Era un modo di pensare da reazionario, si disse Dom. I poveri sono sempre esistiti, in tutte le società. Dom non era abbastanza di destra per dimenticarli, specie considerando che presto sarebbe stato uno di loro, e che avrebbe sofferto la fame assieme a loro. Cos’era che non aveva funzionato? Tutto quello che Dom voleva era lavorare nello spazio, magari fare qualcosa per favorire il controllo demografico, e magari anche aiutare l’uomo a fuggire dal suo pianeta sovraffollato verso pascoli più ricchi.

Dom, che aveva progettato la Follia, adesso si sentiva in colpa. Per costruire la Kennedy erano stati spesi tanti soldi, che col loro equivalente si sarebbero ingrandite di dieci volte le miniere su Marte, permettendo così una produzione di fosfati sufficiente a rendere fertili metà delle terre agricole del mondo. Si era raggiunto un obiettivo che giovava alla scienza pura, ma che era stato conseguito a spese di molti progetti più importanti. Una volta che tutta la storia della Follia fosse stata resa nota, per il programma spaziale sarebbe stata la fine. Anche se la guerra civile fosse stata vinta dal governo, finché fossero esistite persone affamate le critiche a quel progetto sarebbero continuate.

Per un attimo Dom si chiese se non sarebbe stato meglio che lo scafo cedesse o che un razzo si bruciasse, e che la Follia implodesse e non fosse mai più vista da occhio umano. Ma anche se la nave fosse scomparsa, della sua esistenza ormai si sapeva. Morta o viva, la nave, l’ultimo gioiello delMINES.sarebbe stata uno strumento nelle mani degli oppositori dello spazio, che si adoperavano per paralizzare il programma spaziale. E forse, portando come esempio lo spreco che era stata la Follia, sarebbero riusciti a paralizzarlo per decenni e magari per sempre.

Dom andò nella sua cabina, mentre Neil faceva passare la nave attraverso la zona sottile di ammoniaca ghiacciata degli strati più esterni. Dalla sua cuccetta sentì il ronzio dei motori che spingevano la nave oltre i satelliti solitari. I motori erano così potenti, che la Kennedy non risentiva nemmeno del peso della zuppa gioviana nella stiva.

Dom sentiva tutta la propria responsabilità in quell’impresa. Tornò nella sala di controllo, chiamò la nave pattuglia e disse: — Abbiamo finito. Siamo diretti a casa. Avete combustibile per il viaggio fino a Marte?

— Affermativo — fu la risposta. — Congratulazioni J.F.K.

Dom fece una smorfia e non ringraziò. Ora sentiva l’accelerazione. Si sentiva stanco. Per quanto lo riguardava, la nave avrebbe potuto essere lasciata ai suoi automatismi, in modo che procedesse da sola. Al momento provava disinteresse per tutto. Pensò alla guerra, agli americani che uccidevano degli americani. Cercò di immaginare l’impatto che avrebbe avuto la notizia che la missione della Follia, per la quale erano stati spesi tanti miliardi, era un fallimento. Anzi, più che un insuccesso, uno spreco. La notizia non si sarebbe potuta tenere nascosta per molto. Un’organizzazione che era riuscita a fare infiltrare un suo fanatico nella base di Marte, che era la roccaforte più sicura delMINES.avrebbe potuto senz’altro carpire la notizia che la Follia aveva compiuto una missione del cavolo ed era tornata indietro con un carico di gas dannosi presi all’interno dell’atmosfera di Giove.

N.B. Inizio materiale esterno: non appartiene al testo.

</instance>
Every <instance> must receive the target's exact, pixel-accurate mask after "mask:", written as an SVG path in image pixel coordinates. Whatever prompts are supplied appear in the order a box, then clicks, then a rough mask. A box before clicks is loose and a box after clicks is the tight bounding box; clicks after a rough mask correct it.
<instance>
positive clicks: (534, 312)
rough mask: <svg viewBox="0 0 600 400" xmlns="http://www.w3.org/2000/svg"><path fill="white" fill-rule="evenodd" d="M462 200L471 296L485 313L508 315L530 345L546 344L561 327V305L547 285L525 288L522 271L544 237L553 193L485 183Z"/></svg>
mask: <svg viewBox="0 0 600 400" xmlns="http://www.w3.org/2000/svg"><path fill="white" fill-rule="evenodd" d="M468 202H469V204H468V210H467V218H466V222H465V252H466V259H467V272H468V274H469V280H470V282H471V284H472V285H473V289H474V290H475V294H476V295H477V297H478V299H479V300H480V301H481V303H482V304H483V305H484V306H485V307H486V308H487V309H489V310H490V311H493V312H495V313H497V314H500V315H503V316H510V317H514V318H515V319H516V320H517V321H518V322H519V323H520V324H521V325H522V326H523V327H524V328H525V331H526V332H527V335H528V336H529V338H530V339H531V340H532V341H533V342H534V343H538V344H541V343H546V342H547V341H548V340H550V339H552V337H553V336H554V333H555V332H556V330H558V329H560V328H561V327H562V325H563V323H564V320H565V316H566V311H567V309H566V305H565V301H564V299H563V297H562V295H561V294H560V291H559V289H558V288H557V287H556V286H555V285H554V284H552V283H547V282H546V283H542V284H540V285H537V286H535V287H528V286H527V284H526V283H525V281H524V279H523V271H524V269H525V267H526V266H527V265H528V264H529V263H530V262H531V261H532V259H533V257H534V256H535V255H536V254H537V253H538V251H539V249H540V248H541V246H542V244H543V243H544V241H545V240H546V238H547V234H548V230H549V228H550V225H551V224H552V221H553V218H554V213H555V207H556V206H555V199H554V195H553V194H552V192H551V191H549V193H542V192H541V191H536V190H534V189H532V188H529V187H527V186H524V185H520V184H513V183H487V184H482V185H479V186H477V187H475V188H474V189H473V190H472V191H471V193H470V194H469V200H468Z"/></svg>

Dom tornò nella sua cabina e si lasciò cadere pesantemente sulla cuccetta. Doris era ancora al posto di lavoro e ci sarebbe rimasta finché il piano di volo non fosse stato completato e controllato più volte. Bussarono alla porta della cabina.

J.J. fece capolino. — Posso parlarti un attimo, Flash?

— Non mi va molto in questo momento — disse Dom.

J.J. si chiuse la porta alle spalle. — È stato uno sporco giochetto, vero?

— J.J., vattene per favore, eh?

— Fra un attimo — disse J.J., sedendosi. — Vuoi darmi un pugno, così poi ti senti meglio?

— Non tentarmi.

— Non ti metterei nemmeno a rapporto — disse J.J. — Sei disposto ad ascoltare, o stai ancora crogiolandoti nel tuo dolore?